Multimodal Gender Fairness in Depression Prediction: Insights on Data from the USA & China.
Accepted version
Peer-reviewed
Repository URI
Repository DOI
Change log
Authors
Abstract
Social agents and robots are increasingly being used in wellbeing settings. However, a key challenge is that these agents and robots typically rely on machine learning (ML) algorithms to detect and analyse an individual’s mental wellbeing. The problem of bias and fairness in ML algorithms is becoming an increasingly greater source of concern. In concurrence, existing literature has also indicated that mental health conditions can manifest differently across gender and culture. We hypothesise that the representation of features (acoustic, textual, and visual) and their inter-modal relations would vary among subjects from different culture and gender, thus impacting the performance and fairness of various ML models.
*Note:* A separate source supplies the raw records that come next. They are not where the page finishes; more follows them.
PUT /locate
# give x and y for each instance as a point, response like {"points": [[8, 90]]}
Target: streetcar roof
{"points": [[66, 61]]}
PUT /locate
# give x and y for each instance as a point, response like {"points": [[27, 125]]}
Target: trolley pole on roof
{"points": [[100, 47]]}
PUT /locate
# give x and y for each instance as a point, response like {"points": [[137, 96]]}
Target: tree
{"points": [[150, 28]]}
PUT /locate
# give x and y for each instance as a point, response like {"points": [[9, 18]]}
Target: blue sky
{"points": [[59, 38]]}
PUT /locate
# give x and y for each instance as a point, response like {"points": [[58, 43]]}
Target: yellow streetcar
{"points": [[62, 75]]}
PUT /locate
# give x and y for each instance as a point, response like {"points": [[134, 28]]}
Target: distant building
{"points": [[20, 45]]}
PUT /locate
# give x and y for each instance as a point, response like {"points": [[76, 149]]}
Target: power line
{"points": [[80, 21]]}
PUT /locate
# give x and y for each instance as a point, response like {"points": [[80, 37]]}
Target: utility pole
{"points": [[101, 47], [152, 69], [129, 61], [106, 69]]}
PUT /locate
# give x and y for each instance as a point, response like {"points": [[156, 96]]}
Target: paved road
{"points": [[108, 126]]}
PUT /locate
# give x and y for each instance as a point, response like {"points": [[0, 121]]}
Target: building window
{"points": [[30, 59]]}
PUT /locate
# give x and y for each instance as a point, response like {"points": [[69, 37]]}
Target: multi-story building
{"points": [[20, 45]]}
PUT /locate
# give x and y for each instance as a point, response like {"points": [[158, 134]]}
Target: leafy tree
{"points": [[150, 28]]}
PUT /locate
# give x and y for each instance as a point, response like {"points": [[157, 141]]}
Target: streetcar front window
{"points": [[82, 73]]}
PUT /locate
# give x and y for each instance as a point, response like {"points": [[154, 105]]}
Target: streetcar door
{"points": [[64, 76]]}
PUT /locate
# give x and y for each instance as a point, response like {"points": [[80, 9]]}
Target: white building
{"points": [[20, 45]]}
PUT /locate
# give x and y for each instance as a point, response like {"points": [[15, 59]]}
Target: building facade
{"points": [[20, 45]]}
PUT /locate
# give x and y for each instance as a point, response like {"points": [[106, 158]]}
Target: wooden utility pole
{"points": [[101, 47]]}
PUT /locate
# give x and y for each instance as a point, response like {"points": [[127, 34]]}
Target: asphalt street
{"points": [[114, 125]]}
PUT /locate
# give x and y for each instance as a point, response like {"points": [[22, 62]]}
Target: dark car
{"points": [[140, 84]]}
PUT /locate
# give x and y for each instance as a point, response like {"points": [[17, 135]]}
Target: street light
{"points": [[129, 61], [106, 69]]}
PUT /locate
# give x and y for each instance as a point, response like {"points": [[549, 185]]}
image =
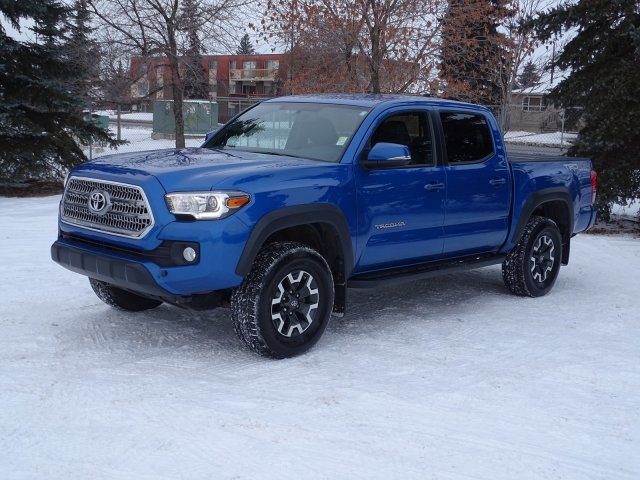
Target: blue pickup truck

We present the very first evaluation of multimodal gender fairness in depression manifestation by undertaking a study on 2 different datasets from the USA and China. We undertake thorough statistical and ML experimentation and repeat the experiments for several different algorithms to ensure that the results are not algorithm-dependent. Our findings indicate though there are differences between both datasets, it is not conclusive whether this is due to the difference in depression manifestation as hypothesised or other external factors such as difference in data collection methodology. Our findings further motivate a call for more consistent and culturally-aware data collection process in order to address the problem of ML bias in depression detection and to promote the development of fairer agents and robots for wellbeing.